Voodoo Science, by Robert Park, superimposed on Intermediate Physics for Medicine and Biology.
Voodoo Science,
by Robert Park.
Physicist Bob Park, the author of Voodoo Science and the weekly newsletter What’s New, writes
MAGNETIC FIELDS: THE PRECAUTIONARY PRINCIPLE IN ACTION. According to Denis Le Bihan at the CEA-Saclay Centre, a European directive to prevent workers from being exposed to high magnetic fields could severely impact research into Ultrahigh-Field MRI which shows great promise particularly in neurological applications. It is particularly frustrating that limits on static magnetic fields resulted from the paranoia surrounding EMF, which was associated with everything from power lines to cell phones, Wi-Fi, Bluetooth, and other wireless devices. As I pointed out in an editorial in the Journal of the National Cancer Institute eight years ago, “there will always be some who will argue that the issue has not been completely settled. In science, few things ever are.”

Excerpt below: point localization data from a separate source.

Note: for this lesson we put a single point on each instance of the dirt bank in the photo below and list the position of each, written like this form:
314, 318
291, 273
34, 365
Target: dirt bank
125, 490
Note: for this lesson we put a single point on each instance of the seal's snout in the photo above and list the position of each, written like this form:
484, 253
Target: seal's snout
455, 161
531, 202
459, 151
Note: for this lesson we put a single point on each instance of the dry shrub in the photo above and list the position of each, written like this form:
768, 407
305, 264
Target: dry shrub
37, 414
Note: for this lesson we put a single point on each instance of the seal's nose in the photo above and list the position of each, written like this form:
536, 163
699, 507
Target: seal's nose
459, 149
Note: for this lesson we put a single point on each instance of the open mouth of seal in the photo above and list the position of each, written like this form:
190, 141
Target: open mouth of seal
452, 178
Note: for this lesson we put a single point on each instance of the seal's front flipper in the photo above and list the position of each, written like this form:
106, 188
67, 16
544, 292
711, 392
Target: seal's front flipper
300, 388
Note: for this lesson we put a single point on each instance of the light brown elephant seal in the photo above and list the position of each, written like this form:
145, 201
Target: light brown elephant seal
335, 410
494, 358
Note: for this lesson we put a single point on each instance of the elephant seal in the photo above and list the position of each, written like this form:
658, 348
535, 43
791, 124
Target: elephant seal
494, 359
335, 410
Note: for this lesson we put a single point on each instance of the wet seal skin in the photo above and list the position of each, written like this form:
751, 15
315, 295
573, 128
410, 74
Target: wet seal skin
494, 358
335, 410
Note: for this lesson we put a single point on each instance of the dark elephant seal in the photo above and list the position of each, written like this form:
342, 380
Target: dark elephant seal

Are these limits justified? Based on my knowledge of biomagnetism, I think not. There are few known mechanisms by which a static magnetic field can have a significant biological impact, except in unusual cases such as a person with a ferromagnetic medical implant, or in some animals (such as magnetotactic bacteria) that are believed to sense magnetic fields, presumably by the presence of ferromagnetic or superparamagnetic nanoparticles (magnetosomes). Russ Hobbie and I discuss the possible effects of weak magnetic fields in Chapter 9 of the 4th edition of Intermediate Physics for Medicine and Biology.

Denis Le Bihan is a leader in the field of MRI, known for his development of diffusion weighted imaging. He is director of NeuroSpin, a French institute aimed at developing and using ultra high field Magnetic Resonance to understand the brain. I knew Denis when we were both working at the National Institutes of Health in the 1990s. He was a close collaborator with my friend Peter Basser, and together they developed diffusion tensor imaging. (Incidentally, one of their early papers on this topic just received its 1000th citation in the citation index!) Let us hope that Le Bihan’s important research is not interrupted unnecessarily by misguided government regulations.